Leqembi is a monoclonal antibody that lowers levels of accumulated amyloid beta in the brain. The FDA approved it following successful clinical trials that demonstrated treatment slowed cognitive decline in patients with amyloid plaques in their brain and with mild cognitive impairment (MCI) or mild dementia due to Alzheimer’s disease (AD). However, this drug has a black box warning label because it, like other drugs in its class, can cause side effects called Amyloid Related Imaging Abnormalities (ARIA) that are visible on brain MRI scans. There are two types of ARIA: ARIA-E, characterized by edema or brain swelling, and ARIA-H, characterized by microhemorrhages or bleeding in the brain. ARIA usually occurs shortly after antibody treatment, is more likely during the first few months, and, in most cases, is both asymptomatic and resolves itself. However, it can be serious and potentially life-threatening in some patients, particularly APOE4 carriers. Based on this, the drug label recommends increased vigilance for ARIA in all patients, which means patients must undergo repeated MRI scans while on the drug. Unfortunately, we still do not know why ARIA occurs or why some patients experience it, so all patients must be considered at risk and monitored accordingly.
Dr. Doraiswamy suggests that tracking blood-based biomarkers immediately after antibody treatment could complement the current approach to monitoring safety. He and his colleagues have set out to identify and test potential biomarkers of ARIA in this study. They have compiled a comprehensive list of candidate proteins related to non-AD conditions that have symptoms similar to ARIA, like acute brain injuries, inflammation, angiogenesis, and vascular injury. They are particularly interested in the promise of two biomarkers: GFAP and UCH-L1. Levels of both rise in blood serum shortly after mild traumatic brain injuries (TBI) and strokes. Notably, levels of GFAP were much higher in stroke patients who also had hemorrhages. This and other evidence suggest that blood GFAP levels may be a sensitive marker of ARIA-relevant brain pathologies not yet visible on MRI scans.

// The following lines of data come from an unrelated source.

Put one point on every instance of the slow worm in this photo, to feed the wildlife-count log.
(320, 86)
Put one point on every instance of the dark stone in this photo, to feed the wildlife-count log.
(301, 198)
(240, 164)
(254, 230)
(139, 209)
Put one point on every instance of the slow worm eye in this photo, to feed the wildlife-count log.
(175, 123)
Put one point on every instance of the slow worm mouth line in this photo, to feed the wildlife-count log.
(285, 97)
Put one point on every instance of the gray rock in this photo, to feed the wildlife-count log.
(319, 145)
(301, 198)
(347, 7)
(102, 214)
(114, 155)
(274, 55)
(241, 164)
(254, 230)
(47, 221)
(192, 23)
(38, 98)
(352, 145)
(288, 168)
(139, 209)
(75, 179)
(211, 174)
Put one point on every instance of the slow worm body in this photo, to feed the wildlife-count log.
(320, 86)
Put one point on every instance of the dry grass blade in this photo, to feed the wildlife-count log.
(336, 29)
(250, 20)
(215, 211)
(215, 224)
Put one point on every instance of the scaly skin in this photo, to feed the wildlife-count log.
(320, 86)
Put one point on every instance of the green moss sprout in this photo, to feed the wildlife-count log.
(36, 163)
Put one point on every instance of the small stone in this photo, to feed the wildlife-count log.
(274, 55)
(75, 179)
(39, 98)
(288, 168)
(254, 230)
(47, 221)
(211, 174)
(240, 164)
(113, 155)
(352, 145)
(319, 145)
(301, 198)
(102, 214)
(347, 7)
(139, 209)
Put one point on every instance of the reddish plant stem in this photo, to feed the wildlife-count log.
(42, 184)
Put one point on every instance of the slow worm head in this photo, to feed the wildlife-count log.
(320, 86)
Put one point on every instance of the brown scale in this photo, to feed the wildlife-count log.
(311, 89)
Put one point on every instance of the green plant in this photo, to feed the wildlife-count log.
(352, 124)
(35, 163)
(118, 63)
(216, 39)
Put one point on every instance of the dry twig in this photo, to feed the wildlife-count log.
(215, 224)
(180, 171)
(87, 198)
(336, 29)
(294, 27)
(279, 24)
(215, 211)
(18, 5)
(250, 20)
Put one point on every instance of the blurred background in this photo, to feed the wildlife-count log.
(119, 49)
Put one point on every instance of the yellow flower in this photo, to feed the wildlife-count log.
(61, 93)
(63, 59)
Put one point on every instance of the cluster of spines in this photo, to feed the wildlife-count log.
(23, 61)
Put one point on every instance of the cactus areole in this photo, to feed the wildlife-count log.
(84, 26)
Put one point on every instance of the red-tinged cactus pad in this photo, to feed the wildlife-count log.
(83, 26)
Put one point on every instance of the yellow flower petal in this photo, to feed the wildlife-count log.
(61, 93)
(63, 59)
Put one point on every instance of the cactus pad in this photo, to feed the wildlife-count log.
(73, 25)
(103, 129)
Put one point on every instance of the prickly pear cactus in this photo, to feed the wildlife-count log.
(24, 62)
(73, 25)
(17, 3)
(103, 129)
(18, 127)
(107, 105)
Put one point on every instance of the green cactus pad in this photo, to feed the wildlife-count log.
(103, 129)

For this project, Dr. Doraiswamy proposed a real-world study in patients receiving Leqembi to evaluate if their blood-based biomarkers reliably predict ARIA. They are enrolling 30 participants with MCI or mild AD who are undergoing treatment with Leqembi as part of their routine clinical care at the Duke Alzheimer’s Disease Research Center. Blood is collected at baseline and after each of the first three infusions to analyze biomarkers (GFAP, UCH-L1, NfL, and pTau) and study how antibody infusions affect these protein levels and whether changes can predict ARIA. They are using the Alamar Nulisa CNS 100 panel, which includes these four markers as well as proteins linked to amyloid, inflammation, and vascular injury. They are also storing blood samples for future biomarker testing as new candidates emerge and available funding allows. In addition to assessing their candidate proteins, they are also using a commercial platform (SomaScan) that can quantify 1,500 proteins in each plasma sample. This expanded protein screening increases the odds of Dr. Doraiswamy’d team generating preliminary data for a promising set of biomarkers that can be used in pursuit of funding for further clinical validation and testing.

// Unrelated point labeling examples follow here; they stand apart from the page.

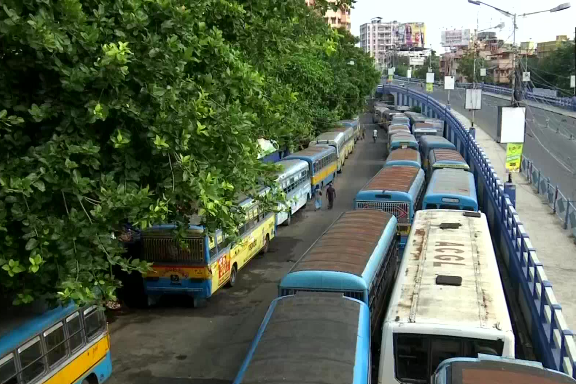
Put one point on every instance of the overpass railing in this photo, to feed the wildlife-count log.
(562, 102)
(552, 340)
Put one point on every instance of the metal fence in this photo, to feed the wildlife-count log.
(563, 207)
(552, 340)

At the close of the first year of funding, the study is progressing well despite initial challenges. The clinical uptake of Leqembi was slower and smaller than initially expected. The first three months were focused on obtaining Institutional Review Board (IRB) approval, training staff, encouraging clinician referrals, and addressing logistical issues with scheduling, all of which delayed enrollment. Coordination with the infusion clinic presented additional challenges due to patient and staff availability, and adverse events related to Leqembi often caused delays in infusions and subsequent blood draws. However, Dr. Doraiswamy ‘s team has successfully adapted to these hurdles.

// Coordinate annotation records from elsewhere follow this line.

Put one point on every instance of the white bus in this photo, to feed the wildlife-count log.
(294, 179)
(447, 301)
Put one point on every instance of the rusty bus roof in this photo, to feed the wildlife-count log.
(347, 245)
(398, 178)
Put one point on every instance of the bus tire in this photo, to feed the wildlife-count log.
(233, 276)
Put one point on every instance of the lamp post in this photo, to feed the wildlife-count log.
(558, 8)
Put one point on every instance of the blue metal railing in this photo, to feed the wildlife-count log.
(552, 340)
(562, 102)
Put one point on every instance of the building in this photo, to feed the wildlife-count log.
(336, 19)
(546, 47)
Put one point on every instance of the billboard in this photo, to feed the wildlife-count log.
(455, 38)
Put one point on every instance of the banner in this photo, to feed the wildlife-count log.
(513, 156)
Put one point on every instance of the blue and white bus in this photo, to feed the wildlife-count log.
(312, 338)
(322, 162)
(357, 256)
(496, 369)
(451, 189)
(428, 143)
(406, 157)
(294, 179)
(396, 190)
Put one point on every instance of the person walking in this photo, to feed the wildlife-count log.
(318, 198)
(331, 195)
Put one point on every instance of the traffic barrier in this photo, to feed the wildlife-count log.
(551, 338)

To date, 28 patients (25 white, 13 female) receiving Leqembi infusions have completed the study, and blood samples have been banked for all participants. Adverse events (e.g., ARIA) and clinical outcomes (e.g., cognition) are being followed up for 12 months. In the second year, the team plans to complete adverse event and cognitive outcome follow-ups and analyze blood samples for biomarkers, including a proteomics panel using SomaScan. They have also begun building a robust study database, with data entry completed for all enrolled subjects. Results from serial MRI scans and records of adverse events are being systematically entered as well. Additionally, the team has developed a novel symptom rating scale for ARIA, which is being used to collect data during follow-up phone calls with participants.